To specifically assess the extent of alveolar epithelial repair after the virus clearance, lung sections were stained for alveolar type I (AT1; Hop) and alveolar type II (AT2; Pro‐SPC) markers. Compared to uninfected controls, Hop expression appeared diffuse and speckled throughout the lungs at 5 dpi. Also, the numbers of Pro‐SPC⁺ cells were markedly reduced (Figure 1B), which is indicative of alveolar epithelial damage followed by the initial infection. Interestingly, on 30 dpi, AT1 cells partially regained Hop expression, and its expression was uneven throughout the lungs. However, the numbers of pro‐SPC⁺ cells were still lower with weak staining intensity, compared to controls (Figure 1B). To take this regional difference into account, we performed quantitative qRT‐PCR analysis of selected lung epithelial cell markers (Epcam; epithelial cell, Aqp5; AT1, Sftpc; AT2, and Scgb1a1; club cell). As expected, expression of all these markers was either significantly lower or tended to be decreased at 5 dpi (Figure 1C). Interestingly, Sftpc expression remained significantly low even at 30 dpi, but other markers partially returned to the baseline expression levels at 30 dpi (Figure 1C).

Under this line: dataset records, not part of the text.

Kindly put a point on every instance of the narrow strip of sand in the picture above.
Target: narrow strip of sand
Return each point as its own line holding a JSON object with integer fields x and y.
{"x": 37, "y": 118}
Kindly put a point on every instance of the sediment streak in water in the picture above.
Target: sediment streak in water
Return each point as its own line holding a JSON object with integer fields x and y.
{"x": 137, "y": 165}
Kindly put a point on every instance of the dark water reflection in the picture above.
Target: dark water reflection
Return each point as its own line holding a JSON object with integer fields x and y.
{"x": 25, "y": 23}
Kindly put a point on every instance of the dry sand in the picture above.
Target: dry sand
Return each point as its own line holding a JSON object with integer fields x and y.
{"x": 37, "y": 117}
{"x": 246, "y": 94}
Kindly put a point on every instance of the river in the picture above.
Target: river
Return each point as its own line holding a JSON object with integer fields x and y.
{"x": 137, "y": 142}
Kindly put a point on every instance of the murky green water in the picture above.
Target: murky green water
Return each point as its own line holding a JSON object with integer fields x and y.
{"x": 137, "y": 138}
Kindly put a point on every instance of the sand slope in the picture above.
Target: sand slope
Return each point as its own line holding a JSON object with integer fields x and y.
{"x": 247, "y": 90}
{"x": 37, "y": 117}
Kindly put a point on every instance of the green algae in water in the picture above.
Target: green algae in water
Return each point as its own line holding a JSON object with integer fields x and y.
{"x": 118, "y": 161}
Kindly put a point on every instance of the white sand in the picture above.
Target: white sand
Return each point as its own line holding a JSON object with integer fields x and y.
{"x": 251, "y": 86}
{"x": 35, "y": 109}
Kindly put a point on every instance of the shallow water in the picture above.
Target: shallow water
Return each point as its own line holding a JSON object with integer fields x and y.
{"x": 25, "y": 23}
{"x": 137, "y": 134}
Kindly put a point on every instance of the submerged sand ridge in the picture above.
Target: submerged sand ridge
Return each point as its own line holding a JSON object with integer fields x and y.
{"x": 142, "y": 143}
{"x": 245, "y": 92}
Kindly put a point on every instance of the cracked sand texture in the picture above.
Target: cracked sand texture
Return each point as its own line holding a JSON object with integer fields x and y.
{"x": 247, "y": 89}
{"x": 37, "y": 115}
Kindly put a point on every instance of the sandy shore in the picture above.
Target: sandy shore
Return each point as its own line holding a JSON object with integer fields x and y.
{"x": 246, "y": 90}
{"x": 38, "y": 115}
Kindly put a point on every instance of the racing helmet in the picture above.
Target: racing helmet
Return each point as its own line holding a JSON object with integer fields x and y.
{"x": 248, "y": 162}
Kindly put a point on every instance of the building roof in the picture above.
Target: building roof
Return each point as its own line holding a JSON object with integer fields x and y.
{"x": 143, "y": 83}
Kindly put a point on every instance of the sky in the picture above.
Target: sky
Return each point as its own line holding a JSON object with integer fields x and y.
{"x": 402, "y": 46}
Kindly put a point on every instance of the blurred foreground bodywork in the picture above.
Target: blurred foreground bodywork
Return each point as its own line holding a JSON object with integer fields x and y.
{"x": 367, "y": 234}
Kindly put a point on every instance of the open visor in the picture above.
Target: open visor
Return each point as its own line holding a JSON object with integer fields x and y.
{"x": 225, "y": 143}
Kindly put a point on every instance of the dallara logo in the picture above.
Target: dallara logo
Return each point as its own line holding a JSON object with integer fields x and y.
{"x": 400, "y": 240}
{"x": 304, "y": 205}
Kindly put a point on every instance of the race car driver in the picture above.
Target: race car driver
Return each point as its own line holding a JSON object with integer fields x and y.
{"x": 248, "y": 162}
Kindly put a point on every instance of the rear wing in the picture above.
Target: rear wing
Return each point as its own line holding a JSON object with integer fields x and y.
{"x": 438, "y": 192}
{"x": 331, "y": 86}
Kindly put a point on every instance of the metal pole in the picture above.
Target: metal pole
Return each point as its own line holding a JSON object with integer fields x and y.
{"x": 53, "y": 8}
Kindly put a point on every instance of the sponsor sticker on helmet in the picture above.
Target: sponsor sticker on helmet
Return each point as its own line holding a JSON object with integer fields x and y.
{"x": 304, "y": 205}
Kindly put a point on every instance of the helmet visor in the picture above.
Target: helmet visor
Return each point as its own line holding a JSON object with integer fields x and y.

We then sought to determine if immune cell recruitment is also sustained within the lung after the virus clearance. The presence of CD45⁺ cells (leukocytes) and Ly6G⁺ cells (neutrophils) significantly increased in the alveolar septa and interstitium at 5 dpi and remained higher at 30 dpi than controls (Figure 1D,E). The presence of increased infiltrating immune cells at 30 dpi was also accompanied by sustained levels of key cytokines (IL‐6, IL‐10, and IFNγ) and chemokines (RANTES, MCP‐1, and CXCL10) associated with the migration and activation of immune cells (Figure 1F,G). Therefore, we next assessed if infiltrating neutrophils in the lungs are more likely to form NETs. The levels of CitH3 in the lung homogenates measured using ELISA tended to be higher during the acute stage of the disease, compared to uninfected lungs although it was not statistically significant. However, CitH3 levels at 30 dpi lungs increased significantly by 2.5 ± 0.5 fold compared to uninfected lungs (Figure 1H). This trend was also seen in the immunostaining of NET markers. The NET‐forming cells identified as double positive for CitH3 and MPO (CitH3⁺MPO⁺ cells) were not observed in the control lungs, but they were evident in the lungs at 30 dpi as shown in Figure 1I,J. Thus, collective data suggest the persistence of inflammatory mediators in the lung may lead to neutrophil recruitment and the continued presence of NET during the lung repair/remodeling stage of recovery.

This timely study provides the first evidence that survivor K18 hACE2 mice can be an appropriate small animal model to study the involvement of neutrophils in post‐COVID‐19 pulmonary injury as they more accurately mimic moderate to severe disease in humans who are also more prone to PASC. In comparison, other mouse models including MA10 strain‐infected wild‐type mice representing mild‐moderate disease ¹⁰ may provide insights into pulmonary complications observed in mild COVID‐19. The alterations in circulating neutrophil functions, including upregulation of neutrophil‐associated inflammatory signatures, have already been shown in PASC individuals, ⁶ but direct in vivo evidence of neutrophil recruitment and NETs present within the lung after the virus clearance was lacking. Our findings advance the field in several ways by showing (i) sustained lung inflammation and injury (ii) long‐term neutrophil recruitment, and (iii) increased NET formation in the lungs for up to 30 dpi. NETs can contribute to lung injury by potentiating inflammation via the cGAS‐STING pathway, inflammasome activation, and/or interaction with fibrinogen and platelets to cause thrombosis. ¹¹ Therefore, we speculate that higher levels of inflammatory cytokines lead to sustained neutrophil influx within the lung, affecting immune cell crosstalk that further contributes to the inflammation and delay in alveolar repair post‐recovery in these mice. However, the role of neutrophils‐derived reactive oxygen species and granules in post‐COVID19 pulmonary injury cannot be ruled out and warrants further investigation.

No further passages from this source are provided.